Today’s workforce has been mobilized – literally. More and more users are accessing the company network through smart phones, tablets and laptops, and in many cases those devices have completely replaced the traditional desktop PC. Whether personally owned (BYOD), stipend-funded or company-issued, all those devices are constantly moving around to different physical locations and logging onto different networks. That presents a management challenge for IT departments, but you don’t have to throw up your hands and admit defeat; there are steps you can take to regain control.
The first step is to develop policies governing the use of mobile devices on the network. These policies should take into account whether the devices are purchased and owned fully by employees at their discretion, bought with a stipend provided by the company specifically for such purchase, or bought and issued to employees by the company.
From the IT standpoint, it might not seem to make much difference. Regardless of ownership, you want the same degree of security and control to protect the network from breaches. From the device user’s standpoint, however, there will be more acceptance of restrictions on company-purchased (or supplemented) devices than on those they paid for themselves.
Allowing BYOD (Bring Your Own Device) doesn’t mean you have to allow any and every device on the market to connect to your network. Your policy can list specific mobile operating systems (and versions) and/or specific device models that are acceptable. Limiting the number can make it easier to support and control the use of the devices on your network. However, this means policies will need to be updated often, as new devices and operating system updates are released and become popular.
Your policies should address whether and how employees are permitted to store company-owned data (company email, documents, spreadsheets and other files) on their mobile devices. Best security practice would be to require strong encryption of any such data. Be specific. Define approved encryption methods. Full disk encryption can be required for laptops. Phones should be protected by a PIN or passphrase, and data stored on smart phones should be encrypted, whether stored in the internal memory or on a microSD card. You should set complexity standards for passphrases.
Policies also need to address theft or loss of devices used for accessing company networks. Employees should be required to report the loss immediately, and devices should be required to have remote wipe technology enabled. The policy that users sign should explicitly state that by signing, they agree to have the device wiped if it is lost or stolen or if they leave the company.

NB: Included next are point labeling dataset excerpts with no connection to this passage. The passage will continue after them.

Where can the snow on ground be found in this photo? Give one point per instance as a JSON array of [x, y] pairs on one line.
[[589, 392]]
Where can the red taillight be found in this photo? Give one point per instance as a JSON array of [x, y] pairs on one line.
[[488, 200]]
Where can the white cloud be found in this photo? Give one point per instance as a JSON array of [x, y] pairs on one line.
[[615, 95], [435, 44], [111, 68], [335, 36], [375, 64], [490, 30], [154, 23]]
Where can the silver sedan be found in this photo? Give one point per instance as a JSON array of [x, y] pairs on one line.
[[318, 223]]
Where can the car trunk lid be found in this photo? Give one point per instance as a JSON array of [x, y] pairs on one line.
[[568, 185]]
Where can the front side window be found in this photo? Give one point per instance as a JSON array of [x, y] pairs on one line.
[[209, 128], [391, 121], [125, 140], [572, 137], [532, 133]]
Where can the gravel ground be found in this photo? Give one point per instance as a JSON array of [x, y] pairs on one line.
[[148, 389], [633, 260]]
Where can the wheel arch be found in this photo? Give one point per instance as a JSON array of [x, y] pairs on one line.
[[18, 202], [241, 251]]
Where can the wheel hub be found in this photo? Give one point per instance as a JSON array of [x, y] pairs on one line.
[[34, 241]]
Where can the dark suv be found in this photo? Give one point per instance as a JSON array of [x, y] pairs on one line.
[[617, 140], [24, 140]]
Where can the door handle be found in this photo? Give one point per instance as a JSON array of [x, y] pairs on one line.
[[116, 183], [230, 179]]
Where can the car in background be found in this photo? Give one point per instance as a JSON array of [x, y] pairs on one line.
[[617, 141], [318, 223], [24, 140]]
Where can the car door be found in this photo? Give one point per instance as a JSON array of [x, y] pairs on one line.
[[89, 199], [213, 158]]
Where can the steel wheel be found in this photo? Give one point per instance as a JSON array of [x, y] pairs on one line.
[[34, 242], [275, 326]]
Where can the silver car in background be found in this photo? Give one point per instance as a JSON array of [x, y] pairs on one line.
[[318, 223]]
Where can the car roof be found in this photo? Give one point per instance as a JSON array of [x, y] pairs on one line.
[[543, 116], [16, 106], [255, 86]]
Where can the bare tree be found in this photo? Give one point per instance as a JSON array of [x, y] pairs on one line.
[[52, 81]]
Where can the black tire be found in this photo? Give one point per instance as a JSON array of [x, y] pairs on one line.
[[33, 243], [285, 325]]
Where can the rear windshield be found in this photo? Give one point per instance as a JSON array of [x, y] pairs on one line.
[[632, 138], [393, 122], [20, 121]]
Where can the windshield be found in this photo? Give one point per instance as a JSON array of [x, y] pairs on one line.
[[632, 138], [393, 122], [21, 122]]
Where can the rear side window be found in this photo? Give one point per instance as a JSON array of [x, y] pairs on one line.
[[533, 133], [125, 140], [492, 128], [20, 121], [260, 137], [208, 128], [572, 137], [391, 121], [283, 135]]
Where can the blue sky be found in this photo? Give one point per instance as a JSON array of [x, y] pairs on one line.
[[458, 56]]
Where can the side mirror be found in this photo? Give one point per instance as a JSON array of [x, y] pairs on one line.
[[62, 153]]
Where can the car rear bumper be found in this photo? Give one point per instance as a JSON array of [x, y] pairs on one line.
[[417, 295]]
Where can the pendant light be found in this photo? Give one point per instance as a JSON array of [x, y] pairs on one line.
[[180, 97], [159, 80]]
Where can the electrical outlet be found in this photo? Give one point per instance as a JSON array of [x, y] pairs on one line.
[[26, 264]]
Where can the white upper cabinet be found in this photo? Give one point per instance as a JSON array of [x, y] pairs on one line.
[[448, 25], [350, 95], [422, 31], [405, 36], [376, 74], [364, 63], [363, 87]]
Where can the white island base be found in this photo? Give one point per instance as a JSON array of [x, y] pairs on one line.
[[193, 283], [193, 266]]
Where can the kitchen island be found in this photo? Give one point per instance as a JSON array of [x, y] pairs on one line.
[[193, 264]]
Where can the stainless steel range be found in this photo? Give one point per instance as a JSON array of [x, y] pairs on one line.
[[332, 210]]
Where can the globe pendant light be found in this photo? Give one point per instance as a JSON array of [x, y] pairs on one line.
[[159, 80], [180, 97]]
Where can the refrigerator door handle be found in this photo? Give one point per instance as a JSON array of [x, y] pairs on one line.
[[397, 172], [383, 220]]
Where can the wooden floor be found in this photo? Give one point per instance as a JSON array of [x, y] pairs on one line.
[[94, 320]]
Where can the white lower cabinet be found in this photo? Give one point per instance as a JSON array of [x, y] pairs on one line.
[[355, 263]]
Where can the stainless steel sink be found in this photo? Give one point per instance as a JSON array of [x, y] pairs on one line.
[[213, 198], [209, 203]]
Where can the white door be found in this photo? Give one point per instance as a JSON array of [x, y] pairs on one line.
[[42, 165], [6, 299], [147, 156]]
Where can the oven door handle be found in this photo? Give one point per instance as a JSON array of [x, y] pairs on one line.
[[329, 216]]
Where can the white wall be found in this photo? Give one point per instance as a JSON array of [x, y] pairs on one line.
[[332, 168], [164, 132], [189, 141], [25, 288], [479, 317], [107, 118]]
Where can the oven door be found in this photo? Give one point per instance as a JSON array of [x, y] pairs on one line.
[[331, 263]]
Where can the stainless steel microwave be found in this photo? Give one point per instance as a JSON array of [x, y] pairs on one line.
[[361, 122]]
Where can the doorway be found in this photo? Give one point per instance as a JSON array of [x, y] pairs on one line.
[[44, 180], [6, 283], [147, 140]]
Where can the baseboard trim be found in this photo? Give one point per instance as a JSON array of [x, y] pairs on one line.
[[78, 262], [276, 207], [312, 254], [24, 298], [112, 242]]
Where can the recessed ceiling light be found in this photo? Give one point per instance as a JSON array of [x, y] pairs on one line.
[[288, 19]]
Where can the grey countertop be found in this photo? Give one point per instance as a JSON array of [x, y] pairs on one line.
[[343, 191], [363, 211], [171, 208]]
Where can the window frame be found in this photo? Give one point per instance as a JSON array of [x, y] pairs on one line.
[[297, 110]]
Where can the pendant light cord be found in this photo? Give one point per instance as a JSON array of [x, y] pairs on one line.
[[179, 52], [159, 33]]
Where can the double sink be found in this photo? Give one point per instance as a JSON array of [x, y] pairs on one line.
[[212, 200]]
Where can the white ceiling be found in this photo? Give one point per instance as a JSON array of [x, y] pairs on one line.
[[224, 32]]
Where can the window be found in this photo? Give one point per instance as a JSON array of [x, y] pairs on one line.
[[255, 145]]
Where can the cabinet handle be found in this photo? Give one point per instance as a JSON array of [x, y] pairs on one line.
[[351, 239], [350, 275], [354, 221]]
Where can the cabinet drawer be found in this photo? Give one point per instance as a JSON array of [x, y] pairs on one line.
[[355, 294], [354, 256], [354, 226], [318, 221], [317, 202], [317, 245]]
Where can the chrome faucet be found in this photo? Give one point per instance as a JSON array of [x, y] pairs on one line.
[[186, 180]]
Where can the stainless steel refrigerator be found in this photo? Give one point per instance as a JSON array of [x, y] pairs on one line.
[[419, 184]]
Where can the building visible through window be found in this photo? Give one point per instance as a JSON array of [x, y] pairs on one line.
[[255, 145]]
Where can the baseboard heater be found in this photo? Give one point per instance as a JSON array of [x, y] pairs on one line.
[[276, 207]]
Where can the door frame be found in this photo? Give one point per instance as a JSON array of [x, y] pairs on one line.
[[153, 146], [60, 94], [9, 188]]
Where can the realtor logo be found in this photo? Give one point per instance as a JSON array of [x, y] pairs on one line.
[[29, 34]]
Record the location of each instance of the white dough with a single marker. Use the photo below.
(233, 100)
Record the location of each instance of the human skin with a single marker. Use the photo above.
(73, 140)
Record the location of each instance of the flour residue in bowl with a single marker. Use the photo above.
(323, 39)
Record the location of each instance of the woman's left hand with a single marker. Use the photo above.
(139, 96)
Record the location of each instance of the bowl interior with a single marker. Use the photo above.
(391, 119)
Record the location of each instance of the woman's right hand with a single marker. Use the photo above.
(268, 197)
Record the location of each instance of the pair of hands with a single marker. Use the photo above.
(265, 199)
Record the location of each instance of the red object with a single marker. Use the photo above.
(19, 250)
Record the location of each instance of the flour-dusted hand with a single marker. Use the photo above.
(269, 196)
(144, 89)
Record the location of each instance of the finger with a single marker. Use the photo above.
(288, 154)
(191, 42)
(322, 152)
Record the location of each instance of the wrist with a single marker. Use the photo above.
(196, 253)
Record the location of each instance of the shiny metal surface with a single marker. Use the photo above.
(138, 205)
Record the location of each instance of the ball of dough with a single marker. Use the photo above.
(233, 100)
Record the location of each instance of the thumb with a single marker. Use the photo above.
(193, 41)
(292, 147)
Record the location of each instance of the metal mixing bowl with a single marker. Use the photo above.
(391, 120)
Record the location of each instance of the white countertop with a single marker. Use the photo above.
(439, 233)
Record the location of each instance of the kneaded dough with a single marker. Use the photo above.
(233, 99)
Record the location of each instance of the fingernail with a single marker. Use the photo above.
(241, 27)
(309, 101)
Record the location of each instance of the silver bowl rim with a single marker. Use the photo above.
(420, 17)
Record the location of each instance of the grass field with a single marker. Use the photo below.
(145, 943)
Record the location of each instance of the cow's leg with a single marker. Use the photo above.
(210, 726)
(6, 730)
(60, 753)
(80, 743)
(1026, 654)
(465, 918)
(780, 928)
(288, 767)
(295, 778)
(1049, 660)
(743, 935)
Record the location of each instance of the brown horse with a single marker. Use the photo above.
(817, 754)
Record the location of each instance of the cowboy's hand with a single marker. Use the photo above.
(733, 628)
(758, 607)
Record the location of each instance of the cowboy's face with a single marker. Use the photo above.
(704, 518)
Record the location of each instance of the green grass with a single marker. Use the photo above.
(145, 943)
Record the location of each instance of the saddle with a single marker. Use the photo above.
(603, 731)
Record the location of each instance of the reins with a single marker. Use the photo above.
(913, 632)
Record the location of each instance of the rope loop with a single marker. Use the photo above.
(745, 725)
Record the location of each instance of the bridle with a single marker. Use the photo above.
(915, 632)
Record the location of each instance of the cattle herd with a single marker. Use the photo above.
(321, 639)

Don’t forget to include mobile storage devices as well as mobile computing devices in your policies. External USB drives, flash card readers, portable CD and DVD drives can all be used to store company-owned information and should be subject to the same restrictions (approval required, encryption required).
Once policies are in place, you need a way to enforce them. That logically begins with a means to identify and keep a record of all of the mobile devices being used by members of your workforce. You might think of an “inventory” as including only the property of the company, but in order to properly manage the devices in your workforce, you need to know what, where and with whom they are. Because it’s not possible, in a medium-to-large organization, to physically inventory all the devices, you need software to identify MAC addresses, device types, user names, operating system information, and even – with current location technologies built into most mobile devices – the physical whereabouts of the devices. Some Mobile Device Management (MDM) systems are able to detect when devices go missing, based on automatic check-in messages, and they can log user activity. The more automated the enrollment process is, the easier it makes things for both IT and the end users.
MDM software can also enforce your policies regarding approved OS/device types, by denying access to devices that don’t meet the criteria. Another option, particularly useful for contractors and other temporary personnel who need some access, is to redirect those unapproved or unenrolled devices to a guest network or otherwise restrict them so they don’t have access to any of the resources on the LAN but are able to access the Internet.
Another solution for devices that don’t meet your standards (such as those that don’t use/support encryption), if their users need to access corporate resources, would be to install a virtual desktop application with which they could connect to a secure system in order to access the LAN.
Finally, in developing and implementing your mobile policies, be sure to check into any legal ramifications. Privacy laws in some countries may restrict employers’ right to access employees’ personal data on their devices.
The mobile computing trend that has taken the business world by storm makes it much more complicated for IT departments to maintain control, but the convenience it offers for users and the potential increase in productivity for the company make it worth the effort.